I protagonisti del settore
Era la fase, per esempio, in cui Calegaro avviava collaborazioni con marchi del lusso, da Georg Jensen a Rolex, Maserati, Bulgari, Hermès, Riva, conquistando i palcoscenici di Harrods a Londra e Bergdorg & Goodman a New York. Decenni in cui Greggio assorbiva realtà storiche, come Cesa 1882. È intrigante la storia di questo gruppo con quartier generale a Sarmeola di Rubano, un centinaio di dipendenti e 10 milioni di fatturato. Veniva fondato nel 1948 da Rino Greggio (scomparso nel 2013), un giovanotto che si era fatto le ossa nel laboratorio di un argentiere padovano e che dopo la guerra, con le 21 lire racimolate con la vendita della bicicletta, aveva sfidato la sorte acquistando il primo chilo d’argento.
La sorte premiò tanta audacia: già nel 1968 prendeva forma il marchio Olri, poi Greggio Lega Argentata. Nel frattempo il gruppo avrebbe inglobato altri marchi: da Ricci Argentieri a Masini Firenze, Dogale Venezia.
Simile storia di imprenditoria precoce è quella di Bernardo Zanetto, subito affascinato dai laboratori dei maestri dell’argento padovano. Si racconta che sostava ore davanti alle finestre di una storica bottega, un po’ come il bimbo Totò (proiezione di Giuseppe Tornatore) alla cabina di regia nel film Nuovo Cinema Paradiso. L’attrazione fatale portò Bernardo a essere assunto nella bottega tanto osservata, ma già dopo i 17 anni ne creò una tutta sua. La vera azienda nasceva nel 1968, concentrata su posateria e complementi per la tavola, per poi allargarsi ad articoli da regalo e gioielli. Oggi provvede anche alla riparazione.

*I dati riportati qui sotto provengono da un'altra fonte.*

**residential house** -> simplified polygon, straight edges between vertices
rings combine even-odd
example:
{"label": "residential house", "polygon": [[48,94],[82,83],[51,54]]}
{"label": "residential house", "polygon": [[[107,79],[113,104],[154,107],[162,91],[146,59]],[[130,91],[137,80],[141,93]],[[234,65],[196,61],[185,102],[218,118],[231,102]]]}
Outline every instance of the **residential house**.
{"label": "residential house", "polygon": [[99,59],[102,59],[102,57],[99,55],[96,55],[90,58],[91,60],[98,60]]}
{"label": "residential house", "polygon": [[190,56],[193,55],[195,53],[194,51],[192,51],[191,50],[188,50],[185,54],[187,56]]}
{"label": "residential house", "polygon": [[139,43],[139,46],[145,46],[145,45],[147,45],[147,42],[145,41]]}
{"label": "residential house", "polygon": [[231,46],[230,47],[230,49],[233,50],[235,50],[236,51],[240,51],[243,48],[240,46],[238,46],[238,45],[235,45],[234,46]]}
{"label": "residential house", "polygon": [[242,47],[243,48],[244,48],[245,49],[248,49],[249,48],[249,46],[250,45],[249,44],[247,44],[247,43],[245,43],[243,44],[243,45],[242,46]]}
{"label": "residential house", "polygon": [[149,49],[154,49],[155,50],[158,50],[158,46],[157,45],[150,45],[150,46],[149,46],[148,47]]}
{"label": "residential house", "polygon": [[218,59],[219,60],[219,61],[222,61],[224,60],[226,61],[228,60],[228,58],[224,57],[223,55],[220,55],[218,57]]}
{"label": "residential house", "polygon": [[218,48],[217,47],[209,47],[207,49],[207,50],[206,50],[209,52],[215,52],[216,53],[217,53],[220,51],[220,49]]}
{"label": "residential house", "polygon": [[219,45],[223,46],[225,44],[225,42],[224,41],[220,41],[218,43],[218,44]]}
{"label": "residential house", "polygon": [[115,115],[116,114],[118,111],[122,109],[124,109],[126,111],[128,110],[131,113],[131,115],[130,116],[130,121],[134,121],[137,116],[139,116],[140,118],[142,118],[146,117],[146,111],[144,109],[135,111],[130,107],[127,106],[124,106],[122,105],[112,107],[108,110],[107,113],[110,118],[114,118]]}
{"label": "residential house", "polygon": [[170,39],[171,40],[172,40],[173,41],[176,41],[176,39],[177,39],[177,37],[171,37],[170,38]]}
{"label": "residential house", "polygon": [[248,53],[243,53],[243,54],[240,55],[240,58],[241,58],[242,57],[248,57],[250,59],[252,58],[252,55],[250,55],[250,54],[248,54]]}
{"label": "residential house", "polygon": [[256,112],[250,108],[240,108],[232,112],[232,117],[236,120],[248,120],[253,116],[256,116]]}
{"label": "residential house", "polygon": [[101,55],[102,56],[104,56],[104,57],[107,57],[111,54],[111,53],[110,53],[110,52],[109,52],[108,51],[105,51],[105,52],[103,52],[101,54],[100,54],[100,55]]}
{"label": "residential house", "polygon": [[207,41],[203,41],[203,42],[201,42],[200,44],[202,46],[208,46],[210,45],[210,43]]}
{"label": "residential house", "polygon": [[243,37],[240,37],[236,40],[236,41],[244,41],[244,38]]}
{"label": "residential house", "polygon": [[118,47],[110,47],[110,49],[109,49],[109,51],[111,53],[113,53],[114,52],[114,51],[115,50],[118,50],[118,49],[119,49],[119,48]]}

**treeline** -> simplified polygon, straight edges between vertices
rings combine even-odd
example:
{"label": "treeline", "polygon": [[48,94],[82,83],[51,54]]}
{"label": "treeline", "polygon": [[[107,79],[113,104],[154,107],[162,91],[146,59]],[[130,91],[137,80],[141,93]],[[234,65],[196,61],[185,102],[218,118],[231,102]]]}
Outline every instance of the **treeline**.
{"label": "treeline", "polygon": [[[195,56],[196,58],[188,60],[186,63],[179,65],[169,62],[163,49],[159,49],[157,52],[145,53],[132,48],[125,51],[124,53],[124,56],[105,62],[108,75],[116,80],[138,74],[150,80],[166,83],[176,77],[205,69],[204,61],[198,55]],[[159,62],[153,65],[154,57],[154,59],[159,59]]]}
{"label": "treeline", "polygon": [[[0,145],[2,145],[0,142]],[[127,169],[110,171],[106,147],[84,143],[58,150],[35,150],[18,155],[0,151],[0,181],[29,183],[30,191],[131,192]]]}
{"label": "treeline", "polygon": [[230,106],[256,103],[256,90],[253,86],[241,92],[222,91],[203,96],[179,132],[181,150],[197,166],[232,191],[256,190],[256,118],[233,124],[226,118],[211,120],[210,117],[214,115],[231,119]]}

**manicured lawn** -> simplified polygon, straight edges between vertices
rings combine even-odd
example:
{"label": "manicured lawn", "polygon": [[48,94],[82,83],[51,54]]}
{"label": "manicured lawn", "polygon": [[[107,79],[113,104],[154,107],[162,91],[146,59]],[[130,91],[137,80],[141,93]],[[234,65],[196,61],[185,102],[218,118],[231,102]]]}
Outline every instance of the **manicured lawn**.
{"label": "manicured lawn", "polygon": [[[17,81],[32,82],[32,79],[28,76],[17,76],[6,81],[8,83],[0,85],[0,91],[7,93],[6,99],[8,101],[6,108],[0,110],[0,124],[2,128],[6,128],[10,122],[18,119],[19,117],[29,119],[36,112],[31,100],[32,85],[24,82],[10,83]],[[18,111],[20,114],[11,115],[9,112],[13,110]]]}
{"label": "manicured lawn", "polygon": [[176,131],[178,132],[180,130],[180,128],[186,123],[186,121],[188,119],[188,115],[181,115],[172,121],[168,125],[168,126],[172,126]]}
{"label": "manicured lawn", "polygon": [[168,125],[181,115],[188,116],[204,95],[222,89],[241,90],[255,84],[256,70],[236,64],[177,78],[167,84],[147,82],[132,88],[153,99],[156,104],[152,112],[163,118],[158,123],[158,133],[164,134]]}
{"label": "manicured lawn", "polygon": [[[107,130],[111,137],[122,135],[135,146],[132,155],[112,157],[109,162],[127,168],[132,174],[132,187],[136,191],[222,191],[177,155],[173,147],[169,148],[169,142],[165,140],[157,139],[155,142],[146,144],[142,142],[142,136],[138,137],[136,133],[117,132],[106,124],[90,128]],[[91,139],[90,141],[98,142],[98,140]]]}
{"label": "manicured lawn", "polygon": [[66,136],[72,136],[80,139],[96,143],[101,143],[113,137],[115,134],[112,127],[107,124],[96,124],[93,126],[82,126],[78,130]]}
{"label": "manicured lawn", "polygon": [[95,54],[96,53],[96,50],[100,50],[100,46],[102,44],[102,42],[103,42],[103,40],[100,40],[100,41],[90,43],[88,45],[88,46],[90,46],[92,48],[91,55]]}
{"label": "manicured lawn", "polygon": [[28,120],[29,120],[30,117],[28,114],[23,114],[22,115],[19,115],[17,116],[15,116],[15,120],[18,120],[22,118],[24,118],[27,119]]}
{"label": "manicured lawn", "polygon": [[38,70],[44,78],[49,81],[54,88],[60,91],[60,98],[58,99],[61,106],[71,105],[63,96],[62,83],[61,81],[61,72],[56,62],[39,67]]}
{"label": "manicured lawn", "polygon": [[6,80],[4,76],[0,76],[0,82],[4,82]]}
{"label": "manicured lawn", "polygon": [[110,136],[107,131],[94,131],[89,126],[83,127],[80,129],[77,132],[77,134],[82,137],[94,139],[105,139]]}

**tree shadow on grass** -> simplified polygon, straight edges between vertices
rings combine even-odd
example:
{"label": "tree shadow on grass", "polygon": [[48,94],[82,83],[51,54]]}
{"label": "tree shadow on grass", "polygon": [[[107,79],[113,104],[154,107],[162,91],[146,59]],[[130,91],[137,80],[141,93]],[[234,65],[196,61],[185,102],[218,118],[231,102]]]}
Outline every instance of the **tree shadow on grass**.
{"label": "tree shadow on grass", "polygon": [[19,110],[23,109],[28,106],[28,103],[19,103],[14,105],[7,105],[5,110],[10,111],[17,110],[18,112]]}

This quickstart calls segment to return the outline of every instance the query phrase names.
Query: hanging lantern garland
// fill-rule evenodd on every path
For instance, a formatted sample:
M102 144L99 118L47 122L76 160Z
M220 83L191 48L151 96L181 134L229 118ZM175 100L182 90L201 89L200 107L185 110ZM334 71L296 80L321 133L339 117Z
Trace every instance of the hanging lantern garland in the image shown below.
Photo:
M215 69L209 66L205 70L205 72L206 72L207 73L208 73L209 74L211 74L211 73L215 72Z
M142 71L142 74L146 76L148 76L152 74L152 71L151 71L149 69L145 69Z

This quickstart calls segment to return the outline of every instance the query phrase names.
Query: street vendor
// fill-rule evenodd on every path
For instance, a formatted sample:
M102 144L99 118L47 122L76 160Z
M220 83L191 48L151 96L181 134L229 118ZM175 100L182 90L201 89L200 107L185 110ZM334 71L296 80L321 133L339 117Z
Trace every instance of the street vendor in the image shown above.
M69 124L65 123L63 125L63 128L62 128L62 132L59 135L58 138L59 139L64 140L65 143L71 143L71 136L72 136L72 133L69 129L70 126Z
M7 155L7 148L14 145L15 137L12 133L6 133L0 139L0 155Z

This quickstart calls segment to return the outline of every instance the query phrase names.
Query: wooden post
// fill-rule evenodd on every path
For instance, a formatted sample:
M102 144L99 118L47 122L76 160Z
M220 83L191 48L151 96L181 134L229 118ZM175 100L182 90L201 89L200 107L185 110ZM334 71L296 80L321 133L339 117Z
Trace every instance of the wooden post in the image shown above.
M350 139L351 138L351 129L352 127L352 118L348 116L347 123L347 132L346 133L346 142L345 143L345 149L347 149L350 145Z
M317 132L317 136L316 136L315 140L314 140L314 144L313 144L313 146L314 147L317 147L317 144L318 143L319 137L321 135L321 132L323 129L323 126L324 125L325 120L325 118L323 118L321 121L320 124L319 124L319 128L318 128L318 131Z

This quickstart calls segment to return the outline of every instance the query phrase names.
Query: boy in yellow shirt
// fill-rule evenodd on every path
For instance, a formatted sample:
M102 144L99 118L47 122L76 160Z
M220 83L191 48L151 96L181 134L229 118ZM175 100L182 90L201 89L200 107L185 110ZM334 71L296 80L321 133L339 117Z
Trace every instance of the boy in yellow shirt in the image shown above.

È in provincia di Padova anche Bicama, attiva dal 1985 e oggi condotta dal figlio del fondatore, Filippo Bilato, titolare dal 2012 e maestro artigiano. Ha sede a Cadoneghe e produce oggetti in argento, combinando le tecniche tradizionali con le nuove tecnologie, alta manifattura contraddistinta dal marchio 262PD. Tra le più storiche c’è Zaramella Argenti, classe 1948, mentre è del 1978 la Bragagnolo, nell’antico borgo di Cittadella.
Questioni di sopravvivenza
Oggi, spiega Micol Cavatton, responsabile marketing di Greggio, “i gusti dei clienti sono notevolmente cambiati per abitudini, modo di vivere ed esigenze. Le grandi aziende del distretto si sono dovute ridimensionare e i piccoli artigiani hanno chiuso o sono stati accolti nelle realtà produttive più strutturate. Anche il passaggio generazionale non ha aiutato: le nuove generazioni evitano il lavoro artigianale, preferendogli quello amministrativo”.
Anche la Calegaro, alla seconda generazione, ammette che “solo le aziende che hanno saputo evolversi, per esempio acquisendo macchinari di ultima generazione e investendo sulla formazione dei dipendenti”, sono sopravvissute alla seleziona darwiniana. “Negli anni di grande produzione molti dipendenti si misero in proprio, conducendo un’attività che, terminata la grande spinta produttiva, si trovò in difficoltà”. E così: giù le serrande. E il marchio 4PD, quarto produttore di argento a Padova, è di fatto il più antico, poiché le tre aziende precedenti non esistono più.